Has isolation changed the way Brits feel about themselves?
It also emerged more than a quarter of adults have felt comfortable looking natural while on video calls during the current pandemic and 34 per cent have even taken more care of their skin than usual.
A further 39 per cent of 18-24 year-olds have felt less pressured to look a certain way while isolated at home, with more than a quarter saying they will be confident in embracing their natural look when the lockdown is lifted.
The study also found that while four in five adults believe it’s important for younger generations to grow up being proud of their skin, three quarters think everyone should celebrate both perfections and imperfections.
A fifth of those polled, via OnePoll, said they personally embrace their natural freckles and 12 per cent do so with blemishes.

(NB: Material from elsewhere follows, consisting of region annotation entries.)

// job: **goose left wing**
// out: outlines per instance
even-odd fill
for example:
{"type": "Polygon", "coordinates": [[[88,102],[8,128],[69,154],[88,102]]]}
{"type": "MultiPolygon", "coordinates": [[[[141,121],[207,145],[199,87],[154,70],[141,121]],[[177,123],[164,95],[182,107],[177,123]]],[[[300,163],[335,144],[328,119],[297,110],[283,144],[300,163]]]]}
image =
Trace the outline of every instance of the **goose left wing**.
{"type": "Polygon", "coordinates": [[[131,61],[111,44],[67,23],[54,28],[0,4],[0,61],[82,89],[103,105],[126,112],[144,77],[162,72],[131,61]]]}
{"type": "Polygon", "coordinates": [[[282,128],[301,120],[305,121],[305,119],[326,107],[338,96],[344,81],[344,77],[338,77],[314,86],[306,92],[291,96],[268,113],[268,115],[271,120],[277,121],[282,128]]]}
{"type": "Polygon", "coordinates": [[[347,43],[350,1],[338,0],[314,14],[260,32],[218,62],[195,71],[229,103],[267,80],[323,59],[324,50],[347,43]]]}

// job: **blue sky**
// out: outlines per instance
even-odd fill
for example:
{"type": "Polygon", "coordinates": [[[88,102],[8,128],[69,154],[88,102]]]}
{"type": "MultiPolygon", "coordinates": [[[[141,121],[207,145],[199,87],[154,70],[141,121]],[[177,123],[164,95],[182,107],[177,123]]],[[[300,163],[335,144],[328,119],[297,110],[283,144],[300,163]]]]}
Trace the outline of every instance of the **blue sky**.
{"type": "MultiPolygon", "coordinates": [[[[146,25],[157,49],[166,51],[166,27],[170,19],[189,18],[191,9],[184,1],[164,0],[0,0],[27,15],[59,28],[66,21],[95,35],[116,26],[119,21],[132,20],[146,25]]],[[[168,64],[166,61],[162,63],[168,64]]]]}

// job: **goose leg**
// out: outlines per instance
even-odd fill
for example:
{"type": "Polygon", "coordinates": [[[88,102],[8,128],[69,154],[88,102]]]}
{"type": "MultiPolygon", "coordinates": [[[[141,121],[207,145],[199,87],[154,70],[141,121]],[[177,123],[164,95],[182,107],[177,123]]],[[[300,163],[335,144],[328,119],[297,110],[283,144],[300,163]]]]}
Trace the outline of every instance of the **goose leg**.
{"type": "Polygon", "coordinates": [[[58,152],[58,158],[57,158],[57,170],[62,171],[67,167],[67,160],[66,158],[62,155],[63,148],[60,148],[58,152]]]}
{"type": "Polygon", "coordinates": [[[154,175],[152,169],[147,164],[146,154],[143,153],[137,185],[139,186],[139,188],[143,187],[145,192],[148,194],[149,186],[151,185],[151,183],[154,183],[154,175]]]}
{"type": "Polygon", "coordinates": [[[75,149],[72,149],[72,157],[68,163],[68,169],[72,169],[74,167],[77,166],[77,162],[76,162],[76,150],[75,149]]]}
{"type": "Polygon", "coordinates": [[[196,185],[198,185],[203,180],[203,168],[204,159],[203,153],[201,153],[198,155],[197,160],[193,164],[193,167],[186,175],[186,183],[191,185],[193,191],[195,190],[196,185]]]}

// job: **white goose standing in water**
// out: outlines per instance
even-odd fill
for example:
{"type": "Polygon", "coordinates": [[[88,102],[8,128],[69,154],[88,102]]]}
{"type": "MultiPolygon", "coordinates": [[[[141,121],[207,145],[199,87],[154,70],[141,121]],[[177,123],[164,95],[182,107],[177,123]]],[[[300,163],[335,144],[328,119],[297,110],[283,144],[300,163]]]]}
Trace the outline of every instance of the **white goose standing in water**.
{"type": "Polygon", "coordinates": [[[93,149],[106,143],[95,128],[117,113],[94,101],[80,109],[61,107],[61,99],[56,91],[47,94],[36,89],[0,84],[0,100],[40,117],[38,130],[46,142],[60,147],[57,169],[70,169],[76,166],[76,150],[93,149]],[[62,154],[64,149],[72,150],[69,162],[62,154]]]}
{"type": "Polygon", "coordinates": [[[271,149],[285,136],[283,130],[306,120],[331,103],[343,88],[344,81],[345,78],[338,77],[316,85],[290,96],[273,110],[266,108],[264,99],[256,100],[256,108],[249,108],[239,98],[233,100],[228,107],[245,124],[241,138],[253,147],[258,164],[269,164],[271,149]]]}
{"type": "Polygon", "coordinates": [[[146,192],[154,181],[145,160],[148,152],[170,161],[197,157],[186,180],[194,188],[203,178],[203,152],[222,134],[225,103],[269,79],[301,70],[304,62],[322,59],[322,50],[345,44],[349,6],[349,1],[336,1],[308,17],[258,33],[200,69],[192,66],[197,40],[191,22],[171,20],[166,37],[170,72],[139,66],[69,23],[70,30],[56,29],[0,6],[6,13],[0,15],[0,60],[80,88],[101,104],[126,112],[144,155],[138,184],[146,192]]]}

For inspiration, mums and partners were found to inspire respondents to celebrate their bare skin the most, but a quarter said they encourage themselves.
But when it comes to skincare routines, only a quarter of respondents wear SPF, a fifth exfoliate and 53 per cent moisturise.
Almost one in four women also do facemasks, while 55 per cent cleanse and an eighth use products with calming ingredients.
The Role models of self empowered Brits.
It also emerged Meghan Markle, Jennifer Lawrence and Billie ilish are top celebrities who empower natural beauty.
Skincare expert Dr Ewoma Ukelegh said: "There is no doubt that for most people, skincare can be confusing with complex product names, extensive ingredient lists and an abundance of technical information.
"There’s no such thing as good or bad skin – good skin is the skin you’re in.
"As a medical doctor and a clinical skincare expert, science is always at the forefront of what I do and my clients rely on me to give them honest recommendations based on effective formulations that I think will work for their skin.
“I was really impressed with the Skin Proud range and the actives included within the formulas which enhance your skin and make the most of what you’ve got and it’s so simple and achievable for all.
"Something that's really important to me in the industry is how inclusive brands are and not many are doing that in a meaningful way in skincare so it's positive to see that Skin Proud are encouraging us to all be comfortable in our own skin."